26 Jul 2016 - by 'Maurits van der Schee'
When building high performance OLTP (online transaction processing) systems you need CPU and IOPS and preferably a whole lot of them. Alternatively you can build a distributed system in the cloud. This will not work (as well) and cloud providers will make you change to this losing strategy one or two magnitudes too fast. That is an awful lot of development time wasted at a moment you are still small and can't afford to lose any. In this post I will bust the common myths about the cloud and high performance OLTP systems.
Scaling up means bigger boxes, while scaling out means more boxes to distribute your load over. The argument that scaling out "needs to be done anyway" does not make sense if you are going to scale out several magnitudes too soon. While you are still growing you are benefiting most of flexibility and low cost of software development that scaling up will bring. It allows for a setup with less IT staff for maintenance, less software to enable distribution of your problem and less complexity to deal with the reduced consistency that this distributed system requires. Scaling out for High Availability only makes sense if your infrastructure costs are significant, but not as long as it is still incomparable to the IT salaries you have to pay. Because the difference between N*2 and N+1 is unimportant when N is small or your total infrastructure costs are (relatively) low.
According to who? Your cloud provider? Most cloud providers tell you a SSD does only limited amount of IOPS and even when you pay the highest price possible they trick you into believing that a consistent baseline performance of up to 30 IOPS/GB is good. Even my laptop holds a Samsung 512GB M2 SSD which, according to specifications, does 300K IOPS on 512GB = 585 IOPS/GB (twenty times more). In a server I would get myself a Intel DC P3700 2.0TB that will not be limited to 20k IOPS or 320 MB/sec, like Amazon EBS, but to 460K IOPS or 2800 MB/sec, according to specifications here. This should be the preferred storage for your OLTP database server, especially at sizes up to 2TB and with the availability of a 2.5 inch model. Note that 460k random 4k IOPS are not really comparable to the 20k 16k IOPS Amazon brags about.
You can easily get machines with 4 times a 10-core E7 on a single motherboard like this one from LeaseWeb that has 4(!) E74830v2 CPUs. This means you have 40 real cores or 80 cores including hyper-threading. Some providers have configurations with "overbooked" cores (this is for instance sold as "burst" by Amazon). But even a so called "m4.2xlarge" instance (that has no "burst") on Amazon sports only 8 vCPU's. It is clearly explained on the Amazon site that "Each vCPU is a hyperthread of an Intel Xeon core". Still people get themselves these machines that cost them about 100 dollars a month. This sounds not terrible expensive as ten of these instances should perform as good as one big expensive machine, right?
With CPU and IOPS one and one is not two; it is more like one and a half. This is because you cannot simply put half your database on a different machine and expect your database lookups to be equally fast. If you would find a high performance generic solution for this problem you'd be rich, because there isn't!
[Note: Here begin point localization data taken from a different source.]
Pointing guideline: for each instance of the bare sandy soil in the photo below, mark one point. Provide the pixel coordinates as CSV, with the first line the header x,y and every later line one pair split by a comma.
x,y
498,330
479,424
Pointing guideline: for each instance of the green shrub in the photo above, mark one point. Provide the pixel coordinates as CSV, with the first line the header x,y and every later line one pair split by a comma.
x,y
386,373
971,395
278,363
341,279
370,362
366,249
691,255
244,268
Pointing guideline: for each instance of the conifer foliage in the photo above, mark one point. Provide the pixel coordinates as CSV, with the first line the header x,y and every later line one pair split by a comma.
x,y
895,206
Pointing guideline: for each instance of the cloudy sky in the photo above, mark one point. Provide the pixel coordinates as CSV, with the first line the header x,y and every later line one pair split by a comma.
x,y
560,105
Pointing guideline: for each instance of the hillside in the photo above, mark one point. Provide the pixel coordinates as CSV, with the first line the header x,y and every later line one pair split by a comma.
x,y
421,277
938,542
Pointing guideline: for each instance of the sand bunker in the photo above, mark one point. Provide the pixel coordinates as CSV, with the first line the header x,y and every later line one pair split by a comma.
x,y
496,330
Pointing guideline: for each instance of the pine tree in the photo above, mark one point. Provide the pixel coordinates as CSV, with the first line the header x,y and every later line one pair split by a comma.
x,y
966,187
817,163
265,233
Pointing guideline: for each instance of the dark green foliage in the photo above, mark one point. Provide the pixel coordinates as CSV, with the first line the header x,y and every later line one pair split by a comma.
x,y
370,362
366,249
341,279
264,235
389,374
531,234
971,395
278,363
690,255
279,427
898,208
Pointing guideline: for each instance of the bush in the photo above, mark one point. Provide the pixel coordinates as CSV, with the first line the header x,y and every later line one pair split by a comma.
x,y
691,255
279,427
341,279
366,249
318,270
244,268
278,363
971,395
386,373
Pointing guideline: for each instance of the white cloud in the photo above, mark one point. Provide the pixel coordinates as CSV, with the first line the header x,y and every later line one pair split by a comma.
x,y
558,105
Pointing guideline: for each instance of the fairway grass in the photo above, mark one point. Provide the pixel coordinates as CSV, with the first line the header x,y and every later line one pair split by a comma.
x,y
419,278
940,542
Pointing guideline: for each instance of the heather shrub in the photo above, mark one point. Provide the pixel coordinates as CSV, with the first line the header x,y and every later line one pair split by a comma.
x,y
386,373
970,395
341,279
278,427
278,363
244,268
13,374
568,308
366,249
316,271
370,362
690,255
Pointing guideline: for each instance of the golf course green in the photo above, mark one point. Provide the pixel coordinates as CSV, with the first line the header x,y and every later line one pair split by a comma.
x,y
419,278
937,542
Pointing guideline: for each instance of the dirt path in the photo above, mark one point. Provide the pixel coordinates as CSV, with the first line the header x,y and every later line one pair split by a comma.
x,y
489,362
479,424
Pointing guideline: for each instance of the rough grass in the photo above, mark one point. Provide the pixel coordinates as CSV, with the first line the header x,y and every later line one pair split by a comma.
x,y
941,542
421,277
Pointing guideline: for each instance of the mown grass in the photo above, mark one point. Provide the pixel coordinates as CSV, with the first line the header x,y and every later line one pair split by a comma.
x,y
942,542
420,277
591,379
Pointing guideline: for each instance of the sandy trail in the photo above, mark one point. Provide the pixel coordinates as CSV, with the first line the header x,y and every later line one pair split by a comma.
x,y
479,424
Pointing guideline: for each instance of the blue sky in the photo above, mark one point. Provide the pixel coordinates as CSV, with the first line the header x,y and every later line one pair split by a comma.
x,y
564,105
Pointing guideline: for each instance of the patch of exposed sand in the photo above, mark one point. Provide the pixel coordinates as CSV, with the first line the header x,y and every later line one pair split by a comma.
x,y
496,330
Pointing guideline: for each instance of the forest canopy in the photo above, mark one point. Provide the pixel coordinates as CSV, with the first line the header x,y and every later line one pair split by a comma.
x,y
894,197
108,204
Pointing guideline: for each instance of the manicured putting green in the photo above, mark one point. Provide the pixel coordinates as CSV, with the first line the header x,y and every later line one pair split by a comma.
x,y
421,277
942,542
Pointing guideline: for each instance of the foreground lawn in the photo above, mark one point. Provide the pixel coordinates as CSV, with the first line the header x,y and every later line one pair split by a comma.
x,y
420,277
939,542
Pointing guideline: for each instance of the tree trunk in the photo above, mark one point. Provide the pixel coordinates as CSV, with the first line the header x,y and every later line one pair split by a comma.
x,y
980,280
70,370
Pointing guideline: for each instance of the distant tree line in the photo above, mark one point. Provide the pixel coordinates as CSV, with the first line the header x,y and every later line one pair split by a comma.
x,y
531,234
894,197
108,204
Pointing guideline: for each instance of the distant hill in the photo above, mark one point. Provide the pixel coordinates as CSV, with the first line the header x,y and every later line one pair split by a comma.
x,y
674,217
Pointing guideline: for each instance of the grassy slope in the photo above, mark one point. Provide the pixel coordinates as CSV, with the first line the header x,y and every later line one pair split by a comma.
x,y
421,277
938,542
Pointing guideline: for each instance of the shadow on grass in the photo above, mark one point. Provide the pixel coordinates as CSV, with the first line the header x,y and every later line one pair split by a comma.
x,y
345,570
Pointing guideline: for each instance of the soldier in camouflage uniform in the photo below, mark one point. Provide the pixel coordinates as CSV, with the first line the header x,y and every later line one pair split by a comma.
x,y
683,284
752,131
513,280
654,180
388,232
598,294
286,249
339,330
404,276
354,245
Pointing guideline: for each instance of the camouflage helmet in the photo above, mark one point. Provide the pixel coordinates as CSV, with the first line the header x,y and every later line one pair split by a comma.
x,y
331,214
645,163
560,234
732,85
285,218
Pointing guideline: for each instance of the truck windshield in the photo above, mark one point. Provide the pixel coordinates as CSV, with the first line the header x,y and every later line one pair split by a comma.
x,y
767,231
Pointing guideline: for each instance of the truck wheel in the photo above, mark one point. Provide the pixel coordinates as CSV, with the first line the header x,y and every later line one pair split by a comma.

This often means that you have to give up on consistency to be able to achieve good scalable distribution. I guess only a few people realize that you can also decide to give up on consistency to avoid distribution. Which may seem to lead to the same result, but approaching the problem from another angle makes all the difference. I have for instance seen high traffic websites run on a simple 5 minute TTL round-robin DNS with a redirection service on each of the nodes. All nodes hold all tiers (database, web server and storage) locally and consists of a single machine in a specifically selected (geographically optimal) data center.
People may say: The numbers provided are not that bad. But how about the numbers that are not provided? Why don't they (Amazon for instance) report IOPS measured in the standard block sizes of 4K random read and 4K random write? Where can I find the average and guaranteed read and write latency? You might think that read and write latency of remote storage compared to PCI-e connected local storage would make a real difference, but it seems it doesn't. The PCI-e bus has a guaranteed high throughput, but in my experience the latency seems not to be limited by the network capacity or other shared infrastructure. On the other hand saying that a disk is a "General Purpose SSD" makes me feel it should perform with an equal amount of IOPS/second as the SSD in my laptop, doesn't it? Well it certainly does not perform as well as you can read in this excellent post by Peter Zaitsev.